Treatment for ventricular tachycardia aims to both lower an already rapid pulse and stop it from happening again in the future. common treatment options include medication, surgery, and procedures. Treatment also includes managing any disorder that causes the condition.   

Sustained VT which lasts for more than 30 seconds, frequently requires urgent medical attention because it occasionally results in rapid cardiac death.  

  • Medications: Antiarrhythmic medications can lower the heart rate and work to keep its rhythm regular. It may be taken along with other heart medications, such as calcium channel blockers and beta blockers. Antiarrhythmic drugs may be prescribed intravenously or orally.   
  • Cardioversion: Cardioversion involves the use of electric shocks delivered to the heart via chestmounted electrodes to restore a regular heart rhythm. This procedure can also be performed while taking medicine or by employing an automated external defibrillator (AED) to deliver an electric shock to the heart. Cardioversion is performed in situations of emergency or rapid heart rates, such as sustained ventricular tachycardia. 
  • Surgery or other procedures: To prevent or control periods of ventricular tachycardia, nonemergency treatment options include:  
    • Catheter ablation: When an additional abnormal electrical pathway is the cause of the rapid heartbeat, catheter ablation is recommended. During the procedure, thin tubes or catheters are inserted through a groin artery to reach the heart. Electrodes on the catheter tip use heat or cold to create small scars in the heart, which correct irregular electrical signals and restore a normal heart rhythm.  

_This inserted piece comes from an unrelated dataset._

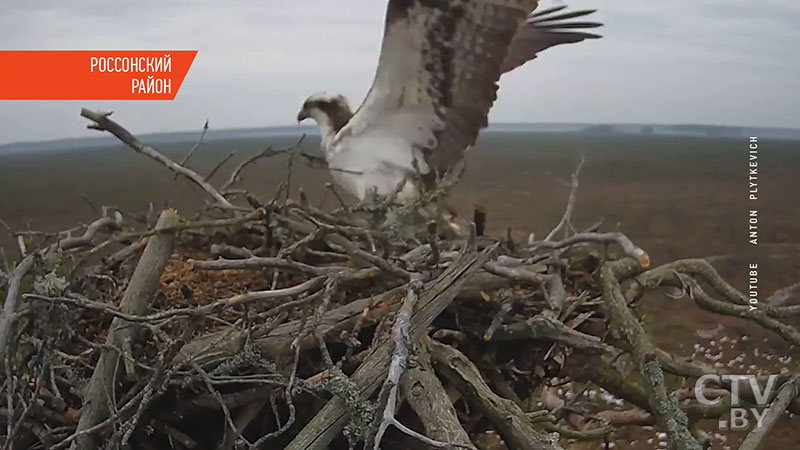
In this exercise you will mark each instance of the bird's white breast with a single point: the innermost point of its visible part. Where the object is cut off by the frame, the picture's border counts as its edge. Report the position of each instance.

    • Implantable cardioverterdefibrillator (ICD): The heart’s rhythm is monitored and managed by this small device. When it notices a ventricular tachycardia event, it immediately sends an electrical signal to restore the heart’s regular rhythm. This is often prescribed to people with high risk of developing ventricular tachycardia or ventricular fibrillation.  
    • Pacemaker: The pacemaker sends an electrical pulse to help reset the heart’s rhythm when it notices an abnormal heartbeat. This compact device is implanted beneath the skin in the chest region through a surgical procedure. 
    • Maze procedure: This treatment involves creating a mazelike pattern of scar tissue to obstruct errant electrical signals that lead to certain forms of tachycardia. The signals from the heart cannot travel through scar tissue. Small incisions are made in the top portion of the heart during the procedure.  
    • Openheart surgery: Surgery is often only performed when all other therapeutic options have failed or when it is necessary to treat another heart condition. This may be performed to block a second electrical route that is causing tachycardia.